A special memory was of the bathrooms. Aside from looking very primitive compared to what we have in our homes even in the mid-1960s, but our Cub Master, who was also my best friend’s father, was a plumber. At times, he was worked for New York City as a plumbing inspector. We had fun poking fun at him using the facilities at Sagamore Hill as a background!
When I learned more about United States history in high school, I read more about the life and presidency of Teddy Roosevelt. I was impressed with his background of working through his health issues, was fascinated to read of his life in the Badlands in South Dakota, and interested to read about his political life as someone who demonstrated a great regard for the law and someone who wanted to make things better. Although I was not as physical as Roosevelt, his principled stance made an impression on me.

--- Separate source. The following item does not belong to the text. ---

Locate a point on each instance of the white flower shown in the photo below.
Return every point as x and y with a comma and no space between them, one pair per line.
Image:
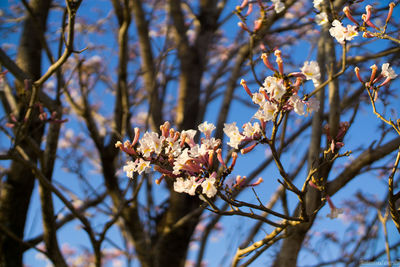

Before returning to collecting, I read The Rise of Theodore Roosevelt by Edmund Morris. It was not the easiest read because Morris used the late Victorian writing style that was popular during Roosevelt’s life. Once I became used to the style, Morris brings the reader along with Roosevelt into the mud of the Badlands, the halls of the New York legislature, as one of the police chiefs of New York City, Governor of New York, Secretary of the Navy, and Vice President. Through Morris’s words, it was like riding that freight train what was Theodore Roosevelt.
I returned to collecting in 2001 following the death of my first wife. During a particular spending spree, I bought Morris’s second volume, Theodore Rex. Although I never finished this book—only because of timing—my interest in Roosevelt continued to grow.
Then I learned about Roosevelt’s “Pet Crime.” I learned how Roosevelt conspired with Augustus Saint Gaudens to improve U.S. coin design. I learned how Roosevelt was influenced by immigrant Victor David Brenner to have the U.S. Mint issue the Lincoln Cent. I learned how the seeds of his “Pet Crime” lead to what has been called a renaissance of U.S. coinage.
To say I am a sucker for Theodore Roosevelt memorabilia would be an understatement. Although I do not have many pieces, finding cool items is always a thrill. Imagine how my eyes lit up when I found a Theodore Roosevelt card with a 1919 Buffalo Nickel. I did not know much about it, but I had to buy it. The final cost was not that expensive, but it was so cool that I did not care.
When the card arrived, I was a little disappointed in that the card was modern and the nickel was very worn. I can change the nickel since 1919 Buffaloes are not that expensive. But I had to find out more about the card.
After asking around, I found that the company, Authenticated Ink, is an autograph collecting company that issued these cards in 2008 as a promotion. Authenticated Ink printed cards of sports and historical figures that included coins from the era of the person depicted on the card. I have had problems contacting Authenticated Ink (emails have not been returned), but sources tell me that there were not many of these cards issued.
It is a very cool collectible and has been added to my “oh neat” collection.